Quick start tutorial: Securing a RESTful API
Estimated time to complete: 4-5 minutes
There are times you when you must secure your API in order to protect sensitive resources and services. On this tutorial page, you'll learn how to secure your Gloop REST API by using the Security tab of the Gloop REST API editor.
Create users and groups
Martini implements security through users and groups. However, before you can begin specifying permissible users and groups in your Gloop REST API, they must first exist in Martini.
To add a user:
- Open the Users and Groups dialog by right clicking on your instance, and then select Users and Groups from the context menu.
- Select the Users tab.
- Click the green, '+'-labeled button.
- Provide the new user's details in the appearing form (making sure it's enabled).
- Click Save.
- In Martini Desktop, click the OK button to close the dialog once done.
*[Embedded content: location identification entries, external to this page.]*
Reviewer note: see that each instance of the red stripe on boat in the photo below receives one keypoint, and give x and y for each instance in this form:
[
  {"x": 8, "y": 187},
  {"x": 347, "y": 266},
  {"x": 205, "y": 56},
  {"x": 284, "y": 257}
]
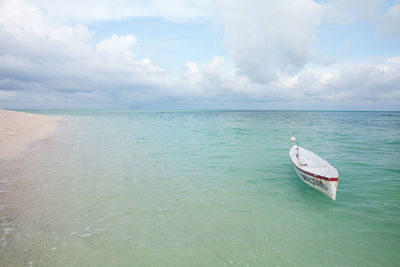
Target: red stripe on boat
[{"x": 316, "y": 176}]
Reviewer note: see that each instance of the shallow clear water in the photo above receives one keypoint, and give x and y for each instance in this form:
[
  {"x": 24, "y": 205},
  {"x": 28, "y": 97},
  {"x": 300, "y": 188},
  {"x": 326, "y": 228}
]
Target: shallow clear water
[{"x": 202, "y": 188}]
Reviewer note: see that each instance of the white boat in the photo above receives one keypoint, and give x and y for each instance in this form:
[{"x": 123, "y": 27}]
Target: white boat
[{"x": 314, "y": 171}]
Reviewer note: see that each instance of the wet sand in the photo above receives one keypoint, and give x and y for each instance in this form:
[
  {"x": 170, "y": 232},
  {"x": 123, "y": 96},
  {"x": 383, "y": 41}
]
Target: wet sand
[{"x": 18, "y": 129}]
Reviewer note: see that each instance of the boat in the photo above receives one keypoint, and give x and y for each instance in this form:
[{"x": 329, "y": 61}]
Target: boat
[{"x": 314, "y": 170}]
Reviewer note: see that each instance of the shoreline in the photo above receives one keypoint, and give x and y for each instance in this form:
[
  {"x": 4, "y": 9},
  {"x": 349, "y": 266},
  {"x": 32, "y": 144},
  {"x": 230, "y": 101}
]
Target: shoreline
[{"x": 18, "y": 129}]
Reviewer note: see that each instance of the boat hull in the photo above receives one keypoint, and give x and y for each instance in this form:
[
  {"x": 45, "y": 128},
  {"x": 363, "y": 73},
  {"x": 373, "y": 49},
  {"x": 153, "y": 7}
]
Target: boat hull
[{"x": 325, "y": 185}]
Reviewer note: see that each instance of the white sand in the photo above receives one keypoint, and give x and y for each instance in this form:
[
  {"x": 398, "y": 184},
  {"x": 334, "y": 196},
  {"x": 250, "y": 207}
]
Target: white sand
[{"x": 18, "y": 129}]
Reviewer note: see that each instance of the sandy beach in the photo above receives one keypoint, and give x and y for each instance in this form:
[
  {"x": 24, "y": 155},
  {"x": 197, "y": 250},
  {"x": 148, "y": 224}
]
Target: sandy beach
[{"x": 18, "y": 129}]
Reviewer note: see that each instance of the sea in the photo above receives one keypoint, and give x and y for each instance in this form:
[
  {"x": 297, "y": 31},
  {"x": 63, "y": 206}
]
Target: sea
[{"x": 202, "y": 188}]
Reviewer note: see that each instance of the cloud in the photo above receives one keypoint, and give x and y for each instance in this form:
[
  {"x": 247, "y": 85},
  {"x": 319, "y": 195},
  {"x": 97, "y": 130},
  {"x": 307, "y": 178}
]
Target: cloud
[
  {"x": 266, "y": 37},
  {"x": 45, "y": 63}
]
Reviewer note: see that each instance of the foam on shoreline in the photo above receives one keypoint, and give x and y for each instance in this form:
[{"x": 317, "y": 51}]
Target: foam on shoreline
[{"x": 18, "y": 129}]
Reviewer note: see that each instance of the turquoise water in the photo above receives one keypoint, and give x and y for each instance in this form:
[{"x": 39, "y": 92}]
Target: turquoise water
[{"x": 202, "y": 188}]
Groups are added in a similar fashion, but in the Groups tab.
Specify authorized users and groups
With users and/or groups created, you can set permissions in an API. To do this:
- Open the Gloop REST API by double clicking it in the Navigator if it's not already open.
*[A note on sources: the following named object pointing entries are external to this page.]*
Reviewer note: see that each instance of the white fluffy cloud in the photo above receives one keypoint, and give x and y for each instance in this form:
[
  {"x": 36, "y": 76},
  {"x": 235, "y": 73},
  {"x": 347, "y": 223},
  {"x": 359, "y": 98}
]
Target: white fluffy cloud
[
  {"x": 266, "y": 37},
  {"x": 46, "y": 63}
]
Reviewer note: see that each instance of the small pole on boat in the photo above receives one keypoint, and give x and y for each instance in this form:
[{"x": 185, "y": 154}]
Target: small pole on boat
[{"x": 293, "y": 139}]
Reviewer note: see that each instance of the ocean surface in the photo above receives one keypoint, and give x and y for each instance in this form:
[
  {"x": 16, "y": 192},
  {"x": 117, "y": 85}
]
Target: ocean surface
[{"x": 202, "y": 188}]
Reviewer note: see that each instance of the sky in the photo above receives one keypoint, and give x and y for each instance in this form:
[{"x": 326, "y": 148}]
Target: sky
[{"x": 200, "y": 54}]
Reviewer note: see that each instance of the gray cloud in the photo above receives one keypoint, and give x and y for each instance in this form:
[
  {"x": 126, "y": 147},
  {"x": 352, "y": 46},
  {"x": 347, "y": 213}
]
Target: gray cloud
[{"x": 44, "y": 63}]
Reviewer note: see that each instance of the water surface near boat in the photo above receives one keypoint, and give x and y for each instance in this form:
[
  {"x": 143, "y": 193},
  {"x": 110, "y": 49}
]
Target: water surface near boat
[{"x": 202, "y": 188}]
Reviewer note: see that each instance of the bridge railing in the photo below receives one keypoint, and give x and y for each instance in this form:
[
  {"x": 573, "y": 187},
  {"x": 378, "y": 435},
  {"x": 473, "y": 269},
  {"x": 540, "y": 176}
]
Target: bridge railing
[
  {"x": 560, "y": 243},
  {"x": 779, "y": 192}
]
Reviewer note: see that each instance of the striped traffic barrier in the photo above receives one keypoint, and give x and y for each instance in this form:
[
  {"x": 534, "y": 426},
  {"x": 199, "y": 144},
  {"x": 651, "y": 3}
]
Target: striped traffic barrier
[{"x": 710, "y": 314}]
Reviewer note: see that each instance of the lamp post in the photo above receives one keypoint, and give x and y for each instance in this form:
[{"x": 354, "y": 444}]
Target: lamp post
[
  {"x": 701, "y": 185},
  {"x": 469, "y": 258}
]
- Select the Security tab.
- Check OAuth 2.0 as the Authentication Type.
- Add permissible users or groups using the green, '+'-labeled button.
- Press (or by pressing the save button in the main toolbar) to save your changes.
Getting OAuth 2.0 details to invoke the operation securely
The Gloop REST API used in this tutorial is configured to implement only OAuth 2.0. This should be specified in the request; which also means the user's access token must be provided. One way to copy the access token of an authorized user is through the following steps:
- Open the Gloop REST API.
- Click on the Security tab.
- Right-click the user you want to use, then select Copy Access Token from the appearing context menu.
- In the HTTP Client, click on the Authentication tab.
- Choose OAuth 2.0 as the Type, then paste the access token into the Access Token field.
With the HTTP client now configured to send the relevant OAuth details in the request, you will be able to invoke the secured API operation.
Invoke the secured API using the HTTP Client
With your API secured, callers must now send requests with credentials so Martini doesn't reject them. This applies to all operations defined under the secured Gloop REST API.
To test if the permissions you've set are implemented as expected, use Martini Desktop's HTTP Client. Because it's integrated in the IDE, it's very easy to generate a request for a Gloop REST API operation. To do this:
- Right click on the operation in the Operations tab.
- Select Invoke in HTTP Client from the appearing context menu.
First, try sending a request without credentials. Doing this will prompt Martini to return a 401 (Unauthorized) response.
Now, try sending it with credentials.